5. cell culture solution as claimed in claim 1 or 2, wherein the histone deacetylase inhibitors are HDAC6 Inhibitor.

6. cell culture solution as claimed in claim 5, wherein the HDAC6 inhibitor is selected from by native Ba Xing, soil bar statin A The group formed with compound 7.

7. cell culture solution as claimed in claim 1 or 2, wherein the inhibitor of the bone morphogenetic protein is selected from by head Element occurs, element, follistatin, DAN, the albumen of the knob domain of cysteine containing DAN, osteosclerosis albumen, primitive gut shape occur for notochord At albumen, uterine sensibility related gene -1, Connective Tissue Growth Factor, inhibin, BMP-3 and Dorsomorphin composition Group.

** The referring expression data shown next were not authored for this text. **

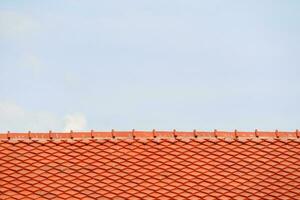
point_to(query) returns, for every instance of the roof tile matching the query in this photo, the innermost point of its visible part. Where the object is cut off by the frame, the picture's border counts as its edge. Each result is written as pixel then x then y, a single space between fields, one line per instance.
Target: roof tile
pixel 163 165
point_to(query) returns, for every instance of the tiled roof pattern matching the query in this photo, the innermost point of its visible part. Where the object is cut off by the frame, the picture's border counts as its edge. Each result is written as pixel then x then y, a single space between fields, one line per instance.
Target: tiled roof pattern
pixel 150 165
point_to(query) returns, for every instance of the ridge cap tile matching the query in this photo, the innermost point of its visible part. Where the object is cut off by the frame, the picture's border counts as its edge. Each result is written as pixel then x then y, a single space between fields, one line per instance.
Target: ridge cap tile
pixel 139 134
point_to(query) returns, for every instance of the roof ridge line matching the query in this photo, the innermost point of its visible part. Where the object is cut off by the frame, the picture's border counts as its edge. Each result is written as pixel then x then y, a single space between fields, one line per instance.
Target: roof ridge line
pixel 137 134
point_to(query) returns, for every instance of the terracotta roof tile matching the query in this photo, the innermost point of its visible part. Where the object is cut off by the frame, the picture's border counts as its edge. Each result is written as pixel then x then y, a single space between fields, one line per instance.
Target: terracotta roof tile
pixel 150 165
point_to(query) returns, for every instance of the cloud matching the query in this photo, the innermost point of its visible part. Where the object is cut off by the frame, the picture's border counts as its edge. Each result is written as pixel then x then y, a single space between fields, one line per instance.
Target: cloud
pixel 13 24
pixel 17 119
pixel 76 122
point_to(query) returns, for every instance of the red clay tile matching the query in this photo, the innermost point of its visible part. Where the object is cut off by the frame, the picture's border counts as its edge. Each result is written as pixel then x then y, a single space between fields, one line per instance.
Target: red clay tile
pixel 226 134
pixel 205 134
pixel 122 134
pixel 164 134
pixel 3 136
pixel 268 134
pixel 38 136
pixel 142 134
pixel 81 135
pixel 287 134
pixel 107 134
pixel 184 134
pixel 243 134
pixel 101 167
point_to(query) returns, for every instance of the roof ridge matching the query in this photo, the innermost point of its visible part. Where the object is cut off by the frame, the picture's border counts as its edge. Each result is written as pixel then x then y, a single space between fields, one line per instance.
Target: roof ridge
pixel 137 134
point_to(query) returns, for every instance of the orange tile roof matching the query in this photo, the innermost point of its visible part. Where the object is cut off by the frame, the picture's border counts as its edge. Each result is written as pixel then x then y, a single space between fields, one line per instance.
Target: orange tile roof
pixel 150 165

8. cell culture solution as described in claim 1, wherein the inhibitor of the GSK-3 β be selected from by CHIR99021, LiCl, BIO- acetoxime, CHIR98014, SB 216763, SB 415286,3F8, willing Paro ketone, 1- azepine are agreed Paro ketone, TC-G 24, TCS 2002, AR-A 014418, TCS 21311, TWS 119, BIO- acetoxime, 10Z- Haimen Plug, GSK-3 beta inhibitor II, GSK-3 beta inhibitor I, GSK-3 beta inhibitor XXVII, GSK-3 beta inhibitor XXVI, FRATtide The group of peptide, Cdk1/5 inhibitor and Bikinin composition.

9. cell culture solution as described in claim 1, wherein described and 5 knot of g protein coupled receptor containing full asphalt mixture The reagent of conjunction is selected from the group being made of R-spondin 1, R-spondin 2, R-spondin 3 and R-spondin 4.

10. cell culture solution as described in claim 1, wherein the inhibitor of the GSK-3 β be selected from by The group of CHIR99021 composition, the reagent combined with g protein coupled receptor containing full asphalt mixture 5 is R-spondin 1, And hdac inhibitor is valproic acid.